Managing accounting effectively depends on your ability to gather all the financial information that affects your small business and recording it accurately. The main activities for most businesses would be sales, purchases, and payroll. These all go through the bank account at some point because they have a cash component. Nevertheless, they should have their own dedicated records consisting of accounts and ledgers.
The simplest way for small businesses to manage their accounting is by using accounting software. Many are available, free of cost, for startups and businesses with simple accounting needs. Free systems include Akaunting, CloudBooks, GnuCash, NCH Express Accounts, SlickPie, Wave, and Zipbooks.
How do you do double-entry bookkeeping?
Double-entry bookkeeping is a system of accounting that uses a principle of duality: every financial transaction has two sides, a benefit and a cost (or, looked at another way, a source and a use). The system requires that both sides be recorded: one as debits, the other as credits.

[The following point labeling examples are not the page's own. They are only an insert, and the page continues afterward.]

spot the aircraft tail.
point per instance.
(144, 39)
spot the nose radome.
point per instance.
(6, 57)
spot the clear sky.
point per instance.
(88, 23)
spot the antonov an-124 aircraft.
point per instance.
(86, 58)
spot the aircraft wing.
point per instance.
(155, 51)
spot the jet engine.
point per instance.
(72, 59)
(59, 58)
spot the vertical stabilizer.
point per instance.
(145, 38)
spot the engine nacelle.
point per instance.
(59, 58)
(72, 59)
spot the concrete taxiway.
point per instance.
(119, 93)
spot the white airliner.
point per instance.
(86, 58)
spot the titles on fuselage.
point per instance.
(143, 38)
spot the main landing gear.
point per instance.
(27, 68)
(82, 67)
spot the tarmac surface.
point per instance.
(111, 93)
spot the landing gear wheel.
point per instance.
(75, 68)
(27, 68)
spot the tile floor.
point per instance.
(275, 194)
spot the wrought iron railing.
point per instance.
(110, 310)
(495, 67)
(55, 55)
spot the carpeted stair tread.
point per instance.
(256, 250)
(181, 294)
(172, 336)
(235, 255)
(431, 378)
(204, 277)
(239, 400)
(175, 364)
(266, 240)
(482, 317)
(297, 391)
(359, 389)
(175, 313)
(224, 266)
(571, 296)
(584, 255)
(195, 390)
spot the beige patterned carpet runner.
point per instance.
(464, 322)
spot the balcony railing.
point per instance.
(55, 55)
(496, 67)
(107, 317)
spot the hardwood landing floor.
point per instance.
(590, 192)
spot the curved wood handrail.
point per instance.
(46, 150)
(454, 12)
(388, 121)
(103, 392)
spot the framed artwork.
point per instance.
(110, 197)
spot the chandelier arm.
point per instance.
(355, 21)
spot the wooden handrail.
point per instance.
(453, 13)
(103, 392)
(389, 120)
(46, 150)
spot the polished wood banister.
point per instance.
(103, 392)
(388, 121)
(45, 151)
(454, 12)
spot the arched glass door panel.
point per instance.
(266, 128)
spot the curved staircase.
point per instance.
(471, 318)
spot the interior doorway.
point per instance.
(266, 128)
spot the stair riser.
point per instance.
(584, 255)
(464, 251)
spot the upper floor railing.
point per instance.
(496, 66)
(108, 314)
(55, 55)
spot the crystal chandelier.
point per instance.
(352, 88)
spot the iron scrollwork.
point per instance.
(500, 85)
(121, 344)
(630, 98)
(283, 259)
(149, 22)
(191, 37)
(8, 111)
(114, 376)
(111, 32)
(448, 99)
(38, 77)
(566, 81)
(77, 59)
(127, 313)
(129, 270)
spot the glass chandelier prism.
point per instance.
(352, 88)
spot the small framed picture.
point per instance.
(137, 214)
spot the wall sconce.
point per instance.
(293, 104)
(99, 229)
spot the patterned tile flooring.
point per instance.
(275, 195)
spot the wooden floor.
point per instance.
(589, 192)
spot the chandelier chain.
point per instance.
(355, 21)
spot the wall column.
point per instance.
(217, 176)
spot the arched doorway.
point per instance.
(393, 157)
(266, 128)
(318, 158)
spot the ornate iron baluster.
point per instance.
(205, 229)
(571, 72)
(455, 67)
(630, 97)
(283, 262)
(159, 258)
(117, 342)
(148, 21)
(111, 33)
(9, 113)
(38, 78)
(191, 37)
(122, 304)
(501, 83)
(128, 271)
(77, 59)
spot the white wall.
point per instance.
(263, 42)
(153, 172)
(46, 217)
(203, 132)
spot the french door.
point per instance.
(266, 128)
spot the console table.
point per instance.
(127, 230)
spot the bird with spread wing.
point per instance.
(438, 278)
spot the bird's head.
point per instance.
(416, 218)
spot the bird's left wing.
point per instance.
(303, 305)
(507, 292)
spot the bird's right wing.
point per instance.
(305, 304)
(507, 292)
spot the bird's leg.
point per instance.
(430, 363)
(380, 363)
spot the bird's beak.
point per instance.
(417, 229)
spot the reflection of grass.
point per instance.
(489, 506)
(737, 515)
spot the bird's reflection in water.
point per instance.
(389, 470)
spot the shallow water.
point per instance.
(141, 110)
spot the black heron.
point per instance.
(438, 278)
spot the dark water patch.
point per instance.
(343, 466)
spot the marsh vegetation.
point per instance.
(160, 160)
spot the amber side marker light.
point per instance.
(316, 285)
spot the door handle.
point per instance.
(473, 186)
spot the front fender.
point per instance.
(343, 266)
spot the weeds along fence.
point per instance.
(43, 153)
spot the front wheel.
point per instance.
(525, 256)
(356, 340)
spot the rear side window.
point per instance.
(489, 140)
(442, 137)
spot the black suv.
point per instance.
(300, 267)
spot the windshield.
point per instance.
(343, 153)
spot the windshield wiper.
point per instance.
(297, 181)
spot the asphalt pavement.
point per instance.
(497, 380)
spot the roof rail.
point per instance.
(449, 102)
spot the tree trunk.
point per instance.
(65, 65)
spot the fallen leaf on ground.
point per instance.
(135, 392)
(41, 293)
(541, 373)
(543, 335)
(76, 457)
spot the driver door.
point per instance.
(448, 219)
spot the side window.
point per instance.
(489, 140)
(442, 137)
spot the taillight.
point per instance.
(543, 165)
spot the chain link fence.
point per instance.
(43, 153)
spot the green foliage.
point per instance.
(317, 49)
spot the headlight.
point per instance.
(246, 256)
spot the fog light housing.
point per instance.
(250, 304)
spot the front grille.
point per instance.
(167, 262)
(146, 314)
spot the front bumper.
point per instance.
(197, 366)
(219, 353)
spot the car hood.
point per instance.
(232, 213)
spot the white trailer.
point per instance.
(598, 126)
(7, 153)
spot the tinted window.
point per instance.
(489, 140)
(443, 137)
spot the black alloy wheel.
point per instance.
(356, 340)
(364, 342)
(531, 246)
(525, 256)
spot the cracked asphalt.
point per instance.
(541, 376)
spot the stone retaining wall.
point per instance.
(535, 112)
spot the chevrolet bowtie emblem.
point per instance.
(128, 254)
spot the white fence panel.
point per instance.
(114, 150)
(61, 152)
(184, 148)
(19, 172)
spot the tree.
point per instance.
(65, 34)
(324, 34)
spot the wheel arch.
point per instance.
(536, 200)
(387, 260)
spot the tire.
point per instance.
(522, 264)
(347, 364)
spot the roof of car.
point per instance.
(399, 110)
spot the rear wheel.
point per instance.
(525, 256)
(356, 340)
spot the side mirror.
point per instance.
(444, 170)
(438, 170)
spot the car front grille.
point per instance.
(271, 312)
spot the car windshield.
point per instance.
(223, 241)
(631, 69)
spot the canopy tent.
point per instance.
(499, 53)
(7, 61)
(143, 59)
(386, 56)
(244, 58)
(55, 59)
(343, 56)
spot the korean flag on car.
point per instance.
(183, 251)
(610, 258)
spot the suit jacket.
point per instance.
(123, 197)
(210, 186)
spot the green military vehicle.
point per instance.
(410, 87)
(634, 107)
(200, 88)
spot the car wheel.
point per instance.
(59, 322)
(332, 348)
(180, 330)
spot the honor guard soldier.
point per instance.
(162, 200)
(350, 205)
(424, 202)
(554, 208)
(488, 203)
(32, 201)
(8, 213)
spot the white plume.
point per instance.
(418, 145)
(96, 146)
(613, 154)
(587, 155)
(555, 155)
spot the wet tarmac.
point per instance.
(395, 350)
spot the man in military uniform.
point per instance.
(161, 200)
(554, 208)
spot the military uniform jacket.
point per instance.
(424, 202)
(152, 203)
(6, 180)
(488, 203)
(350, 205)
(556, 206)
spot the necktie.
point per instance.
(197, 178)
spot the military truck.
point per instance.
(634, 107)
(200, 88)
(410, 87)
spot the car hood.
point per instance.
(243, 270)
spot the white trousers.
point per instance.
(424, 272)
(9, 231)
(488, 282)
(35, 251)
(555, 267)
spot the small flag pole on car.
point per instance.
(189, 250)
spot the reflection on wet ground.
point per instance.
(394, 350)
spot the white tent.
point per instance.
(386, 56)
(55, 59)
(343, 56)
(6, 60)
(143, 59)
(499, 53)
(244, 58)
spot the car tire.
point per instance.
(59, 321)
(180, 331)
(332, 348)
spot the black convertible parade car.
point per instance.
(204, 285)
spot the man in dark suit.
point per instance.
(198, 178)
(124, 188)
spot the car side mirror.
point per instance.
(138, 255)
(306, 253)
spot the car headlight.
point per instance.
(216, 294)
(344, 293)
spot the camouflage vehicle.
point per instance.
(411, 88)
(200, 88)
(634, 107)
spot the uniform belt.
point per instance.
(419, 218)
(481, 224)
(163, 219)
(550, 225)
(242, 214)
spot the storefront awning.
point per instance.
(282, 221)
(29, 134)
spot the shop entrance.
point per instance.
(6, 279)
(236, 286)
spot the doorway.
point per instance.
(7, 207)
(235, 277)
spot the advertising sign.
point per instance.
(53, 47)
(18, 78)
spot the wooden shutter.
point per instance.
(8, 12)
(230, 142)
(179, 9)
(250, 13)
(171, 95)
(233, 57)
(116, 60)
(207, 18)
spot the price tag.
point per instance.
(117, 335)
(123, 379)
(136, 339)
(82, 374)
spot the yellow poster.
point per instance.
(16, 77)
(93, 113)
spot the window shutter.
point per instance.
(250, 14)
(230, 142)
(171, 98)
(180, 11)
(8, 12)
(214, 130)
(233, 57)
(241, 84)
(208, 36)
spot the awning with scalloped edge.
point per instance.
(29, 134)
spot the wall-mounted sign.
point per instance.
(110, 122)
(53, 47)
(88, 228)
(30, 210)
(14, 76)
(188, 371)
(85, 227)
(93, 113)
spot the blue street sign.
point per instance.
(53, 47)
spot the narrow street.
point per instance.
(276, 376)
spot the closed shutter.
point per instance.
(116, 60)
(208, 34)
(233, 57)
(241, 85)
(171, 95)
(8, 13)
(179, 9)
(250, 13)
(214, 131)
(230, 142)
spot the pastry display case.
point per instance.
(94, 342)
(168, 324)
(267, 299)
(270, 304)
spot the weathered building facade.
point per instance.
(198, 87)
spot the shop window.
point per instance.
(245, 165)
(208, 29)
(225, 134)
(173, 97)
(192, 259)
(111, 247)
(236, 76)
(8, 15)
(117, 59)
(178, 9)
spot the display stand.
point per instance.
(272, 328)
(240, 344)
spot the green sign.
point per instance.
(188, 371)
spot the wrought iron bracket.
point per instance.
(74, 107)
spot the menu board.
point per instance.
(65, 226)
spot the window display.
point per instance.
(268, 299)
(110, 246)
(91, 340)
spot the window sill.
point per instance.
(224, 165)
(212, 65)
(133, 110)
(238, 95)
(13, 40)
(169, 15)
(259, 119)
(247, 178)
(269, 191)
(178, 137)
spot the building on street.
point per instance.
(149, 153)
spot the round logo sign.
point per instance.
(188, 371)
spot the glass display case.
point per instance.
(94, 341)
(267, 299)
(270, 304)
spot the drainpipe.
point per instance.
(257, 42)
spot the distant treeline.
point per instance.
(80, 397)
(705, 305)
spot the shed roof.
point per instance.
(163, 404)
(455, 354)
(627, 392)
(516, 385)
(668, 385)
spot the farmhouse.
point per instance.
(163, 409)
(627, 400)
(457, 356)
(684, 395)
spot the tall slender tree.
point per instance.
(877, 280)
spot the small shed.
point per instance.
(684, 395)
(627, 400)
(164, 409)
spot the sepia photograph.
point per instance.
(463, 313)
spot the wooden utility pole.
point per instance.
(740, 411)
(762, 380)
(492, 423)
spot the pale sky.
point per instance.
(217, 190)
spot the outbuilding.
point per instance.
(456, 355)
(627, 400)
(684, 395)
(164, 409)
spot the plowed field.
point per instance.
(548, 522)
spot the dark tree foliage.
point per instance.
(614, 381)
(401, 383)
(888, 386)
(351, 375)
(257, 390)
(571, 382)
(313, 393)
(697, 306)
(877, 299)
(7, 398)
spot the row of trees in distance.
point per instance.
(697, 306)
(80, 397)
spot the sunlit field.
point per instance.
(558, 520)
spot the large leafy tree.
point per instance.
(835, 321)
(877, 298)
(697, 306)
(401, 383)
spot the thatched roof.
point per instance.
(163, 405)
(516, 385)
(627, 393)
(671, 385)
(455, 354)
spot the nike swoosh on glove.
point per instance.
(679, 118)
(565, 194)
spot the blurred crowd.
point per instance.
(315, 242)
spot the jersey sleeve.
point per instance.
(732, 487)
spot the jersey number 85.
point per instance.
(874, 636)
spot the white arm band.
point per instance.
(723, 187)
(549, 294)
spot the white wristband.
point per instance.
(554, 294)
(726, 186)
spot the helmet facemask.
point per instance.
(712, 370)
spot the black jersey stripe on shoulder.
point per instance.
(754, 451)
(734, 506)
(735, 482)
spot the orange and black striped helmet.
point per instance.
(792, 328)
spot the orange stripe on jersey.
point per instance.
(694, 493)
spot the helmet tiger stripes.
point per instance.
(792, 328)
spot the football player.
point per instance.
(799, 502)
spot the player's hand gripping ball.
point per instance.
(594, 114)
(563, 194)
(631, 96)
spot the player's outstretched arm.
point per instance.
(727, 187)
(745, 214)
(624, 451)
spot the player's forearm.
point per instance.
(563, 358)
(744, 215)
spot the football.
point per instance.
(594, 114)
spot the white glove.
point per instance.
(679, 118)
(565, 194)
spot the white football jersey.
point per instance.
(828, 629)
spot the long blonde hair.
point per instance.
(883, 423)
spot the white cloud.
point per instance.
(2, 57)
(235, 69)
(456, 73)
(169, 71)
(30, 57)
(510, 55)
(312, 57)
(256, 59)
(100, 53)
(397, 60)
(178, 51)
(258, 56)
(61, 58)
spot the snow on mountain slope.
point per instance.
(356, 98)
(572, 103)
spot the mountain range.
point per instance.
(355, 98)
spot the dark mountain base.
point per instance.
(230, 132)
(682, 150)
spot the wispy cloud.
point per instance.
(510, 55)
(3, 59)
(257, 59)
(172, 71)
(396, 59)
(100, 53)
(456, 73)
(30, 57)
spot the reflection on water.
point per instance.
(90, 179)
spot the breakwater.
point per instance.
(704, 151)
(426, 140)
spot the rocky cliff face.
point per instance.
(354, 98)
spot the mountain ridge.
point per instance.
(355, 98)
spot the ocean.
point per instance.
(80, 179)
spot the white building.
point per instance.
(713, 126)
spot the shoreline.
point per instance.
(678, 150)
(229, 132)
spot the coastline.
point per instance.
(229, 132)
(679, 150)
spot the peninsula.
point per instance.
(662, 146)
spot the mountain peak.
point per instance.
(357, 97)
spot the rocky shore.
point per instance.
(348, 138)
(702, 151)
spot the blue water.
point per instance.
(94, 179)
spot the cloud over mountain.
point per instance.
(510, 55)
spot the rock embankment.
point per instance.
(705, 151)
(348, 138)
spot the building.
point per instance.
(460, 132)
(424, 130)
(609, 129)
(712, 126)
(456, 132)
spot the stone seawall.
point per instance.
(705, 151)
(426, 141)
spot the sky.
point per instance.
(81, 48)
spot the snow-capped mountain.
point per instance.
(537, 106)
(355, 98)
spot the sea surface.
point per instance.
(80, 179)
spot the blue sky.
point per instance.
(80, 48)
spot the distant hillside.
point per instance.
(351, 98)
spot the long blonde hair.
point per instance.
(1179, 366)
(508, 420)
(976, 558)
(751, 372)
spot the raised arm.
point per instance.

There is a convention on how this is done: assets and expenses are recorded as debits, while liabilities and revenues are recorded as credits.
How do you create a business expense spreadsheet?
A business expense spreadsheet can be created very easily, starting with information in the cash book. Indeed, the spreadsheet can adopt the format of a manual cash book. The spreadsheet may include only those expenses that have been paid. It may also include accrued expenses (that is, expenses incurred that have not been paid for). The information to record accrued expenses can be taken from an invoice or order.